Es posible que la materia oscura no sean partículas elementales, sino agujeros negros primordiales (ANP). A diferencia de la materia oscura fría estándar, los ANP ya eran grumos densos en la era de la radiación, lo que puso en marcha una compresión gravitatoria temprana. Las simulaciones muestran que esto genera flujos de galaxias más potentes. Además, los ANP más ligeros (de masa 10^-20–10^-17 masas solares) se evaporan gradualmente mediante la radiación de Hawking, transformándose en energía. Esto reduce dinámicamente la densidad de materia en el universo temprano, disminuyendo el horizonte acústico y ayudando a resolver la tensión de Hubble. Los oscuros 'ladrillos' del cosmos no solo atraen, sino que también cambian con el tiempo.
Materia oscura, posiblemente no son partículas, sino agujeros negros de los tiempos del Big Bang.
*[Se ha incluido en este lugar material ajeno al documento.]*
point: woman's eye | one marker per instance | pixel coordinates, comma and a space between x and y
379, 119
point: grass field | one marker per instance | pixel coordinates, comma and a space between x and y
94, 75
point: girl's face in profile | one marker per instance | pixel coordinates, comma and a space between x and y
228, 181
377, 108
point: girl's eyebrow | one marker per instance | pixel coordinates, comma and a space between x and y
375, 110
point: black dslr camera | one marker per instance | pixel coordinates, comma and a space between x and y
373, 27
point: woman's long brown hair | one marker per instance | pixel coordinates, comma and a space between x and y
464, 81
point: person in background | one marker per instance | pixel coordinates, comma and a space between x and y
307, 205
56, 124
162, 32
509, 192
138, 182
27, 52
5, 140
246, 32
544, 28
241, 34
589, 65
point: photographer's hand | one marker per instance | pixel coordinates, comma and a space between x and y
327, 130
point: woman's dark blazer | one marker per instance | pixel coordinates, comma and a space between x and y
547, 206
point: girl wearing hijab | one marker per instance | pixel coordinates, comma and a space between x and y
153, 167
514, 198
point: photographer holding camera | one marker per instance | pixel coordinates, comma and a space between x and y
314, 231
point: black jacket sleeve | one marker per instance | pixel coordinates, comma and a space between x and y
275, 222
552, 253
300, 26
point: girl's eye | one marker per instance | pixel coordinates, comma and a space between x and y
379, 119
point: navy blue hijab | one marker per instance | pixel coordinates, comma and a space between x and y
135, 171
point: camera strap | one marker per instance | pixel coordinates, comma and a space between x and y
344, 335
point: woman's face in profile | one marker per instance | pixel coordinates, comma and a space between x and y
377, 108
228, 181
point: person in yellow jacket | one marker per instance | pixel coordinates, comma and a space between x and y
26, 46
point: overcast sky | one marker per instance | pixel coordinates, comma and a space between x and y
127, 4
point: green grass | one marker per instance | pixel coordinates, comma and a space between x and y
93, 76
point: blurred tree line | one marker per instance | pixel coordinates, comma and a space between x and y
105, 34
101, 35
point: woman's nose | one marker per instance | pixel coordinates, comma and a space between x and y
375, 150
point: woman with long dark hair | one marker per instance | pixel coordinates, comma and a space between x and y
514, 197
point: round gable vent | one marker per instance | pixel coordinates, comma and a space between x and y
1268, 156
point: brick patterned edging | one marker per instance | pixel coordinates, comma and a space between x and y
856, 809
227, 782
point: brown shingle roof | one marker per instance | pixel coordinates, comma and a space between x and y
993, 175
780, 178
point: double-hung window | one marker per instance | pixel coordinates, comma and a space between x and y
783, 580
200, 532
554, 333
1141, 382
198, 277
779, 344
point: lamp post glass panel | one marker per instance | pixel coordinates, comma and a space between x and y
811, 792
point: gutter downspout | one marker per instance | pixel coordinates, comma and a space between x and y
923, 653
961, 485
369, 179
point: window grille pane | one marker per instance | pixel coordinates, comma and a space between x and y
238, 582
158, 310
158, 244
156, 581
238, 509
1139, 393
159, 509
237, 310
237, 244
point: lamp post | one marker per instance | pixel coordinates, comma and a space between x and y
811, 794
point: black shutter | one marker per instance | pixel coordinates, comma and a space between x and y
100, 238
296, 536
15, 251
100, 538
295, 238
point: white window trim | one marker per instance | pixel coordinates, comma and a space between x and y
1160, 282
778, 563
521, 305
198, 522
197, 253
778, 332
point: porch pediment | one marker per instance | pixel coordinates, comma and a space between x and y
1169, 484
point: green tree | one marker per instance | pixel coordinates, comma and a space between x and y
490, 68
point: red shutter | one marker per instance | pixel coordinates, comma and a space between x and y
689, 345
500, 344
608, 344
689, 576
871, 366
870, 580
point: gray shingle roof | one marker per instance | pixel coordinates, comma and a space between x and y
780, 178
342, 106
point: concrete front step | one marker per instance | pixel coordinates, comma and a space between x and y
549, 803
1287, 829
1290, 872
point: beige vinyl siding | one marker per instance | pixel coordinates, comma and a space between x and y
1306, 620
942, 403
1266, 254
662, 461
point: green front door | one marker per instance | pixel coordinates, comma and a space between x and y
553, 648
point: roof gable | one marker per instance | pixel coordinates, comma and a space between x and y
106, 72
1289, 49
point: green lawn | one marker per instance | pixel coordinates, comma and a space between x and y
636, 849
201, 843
En el universo temprano, parecido a una masa que se amasa, ellos eran como granos pesados — casi sin moverse, reunían la materia a su alrededor y la hacían girar en corrientes impetuosas de galaxias, que los astrónomos ven hoy. Pero hay un matiz: los agujeros más ligeros, según la teoría de Hawking, se evaporan, emitiendo energía. Esta evaporación calienta ligeramente la «masa» cósmica en las etapas tempranas, por lo que cambia la velocidad calculada de la expansión del universo y se suaviza la proverbial tensión entre diferentes métodos de medición.
🎯 Uno de estos agujeros pesa como un asteroide, pero está comprimido en un punto más pequeño que un núcleo atómico. Su evaporación es tan lenta que en toda la historia del universo habría perdido solo una fracción insignificante de su masa.